Researchers have recently explored why B cells become less efficient as we age, analyzing how their behavior changes when they are transplanted from aged mice into young mice [1].
The immune system is a comprehensive defense system
Our immune systems protect us from disease and are vital to the healthy function of every organ and tissue we have. Our bodies contain many types of these cells, and each of them performs a different function. These include patrolling for bacteria, cancer cells, and invading viruses; removing damaged senescent cells that have reached replicative senescence; breaking down cellular waste; removing cell debris; and supporting healthy organ and tissue repair.
Unfortunately, as we age, our immune systems go into decline and become increasingly inefficient and disrupted. This gradual age-related failure of the immune system is known as immunosenescence.
The ultimate consequence of immunosenescence is that literally any infection or disease becomes a serious issue. Viruses, such as flu, that most young people shrug off become potentially life-threatening in the elderly. Understanding the complexities of immunosenescence is a challenge, but this research is a step towards finding out.
B cell function seems to be strongly influenced by their environment
B cells are white blood cells that form antibodies, making them an important part of the immune response to invading pathogens. These antibodies then bind to pathogens or foreign substances allowing the immune system to neutralize them.
Our B cells are no exception to age-related decline, and they too contribute to immunosenescence. Exactly how this happens is still somewhat of a mystery. Do the cells themselves become damaged and change how they function, or are they reacting to changes in the wider environment? The researchers set out to answer this question by transplanting B cells from old mice and transplanting them into young mice.
The data presented here suggests that old B cells work better when exposed to a youthful environment. While it is likely that intrinsic processes are occurring, just a change to a youthful environment is enough to improve old cell function.
Abstract
Vaccines typically protect against (re)infections by generating pathogen-neutralising antibodies.

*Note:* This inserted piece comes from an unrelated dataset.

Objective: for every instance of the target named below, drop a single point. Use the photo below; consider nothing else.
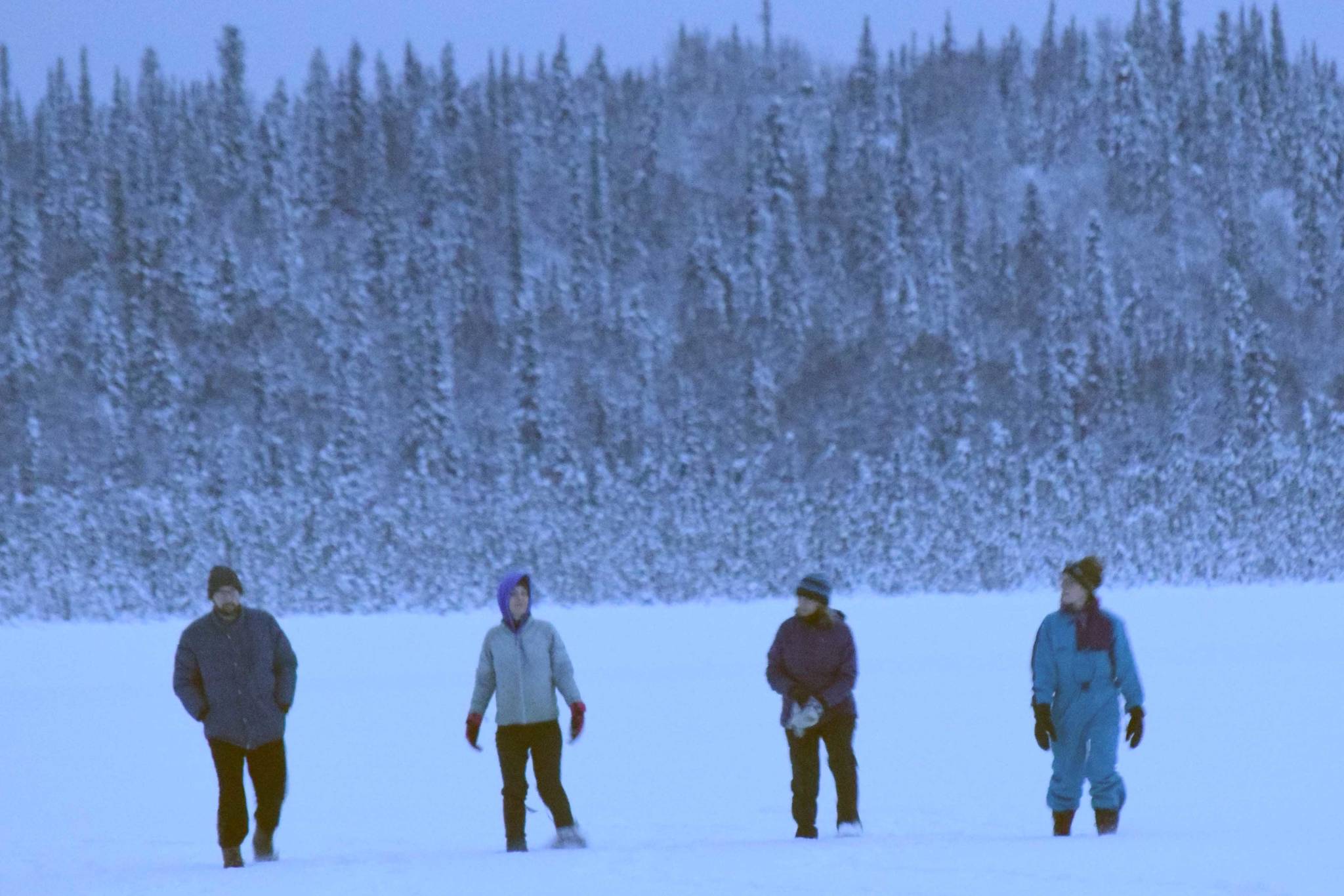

However, as we age, antibody-secreting cell formation and vaccine-induced antibody titres are reduced. Antibody-secreting plasma cells differentiate from B cells either early post-vaccination through the extrafollicular response or from the germinal centre (GC) reaction, which generates long-lived antibody-secreting cells. As the formation of both the extrafollicular antibody response and the GC requires the interaction of multiple cell types, the impaired antibody response in ageing could be caused by B cell intrinsic or extrinsic factors, or a combination of the two.
Here, we show that B cells from older people do not have intrinsic defects in their proliferation and differentiation into antibody-secreting cells in vitro compared to those from the younger donors. However, adoptive transfer of B cells from aged mice to young recipient mice showed that differentiation into extrafollicular plasma cells was favoured at the expense of B cells entering the GC during the early stages of GC formation. In contrast, by the peak of the GC response, GC B cells derived from the donor cells of aged mice had expanded to the same extent as those from the younger donors. This indicates that age-related intrinsic B cell changes delay the GC response but are not responsible for the impaired antibody-secreting response or smaller peak GC response in ageing.
Collectively, this study shows that B cells from aged individuals are not intrinsically defective in responding to stimulation and becoming antibody-secreting cells, implicating B cell-extrinsic factors as the primary cause of age-associated impairment in the humoral immunity.
Conclusion
These data suggest that B cells can work quite well given a more favorable environment. It also appears that environment has more influence on how B cells function than any intrinsic changes that happen in the cells.
This also begs the question if an approach such as therapeutic plasma exchange would improve B cell function. Given that plasma dilution appears to rejuvenate humans, including increasing B cell, macrophage, and natural killer (NK) cell counts, this seems quite plausible.
Therapeutic plasma exchange seems to shift a number of aging biomarkers towards more youthful levels. It would be interesting to learn more about how it affects immune cell populations. Understanding this may open the door to potential therapies that address immunosenescence in older adults.
Literature
[1] Lee, J. L., Fra‐Bido, S. C., Burton, A. R., Innocentin, S., Hill, D. L., & Linterman, M. A. (2022). B cell‐intrinsic changes with age do not impact antibody‐secreting cell formation but delay B cell participation in the germinal centre reaction. Aging Cell, e13692.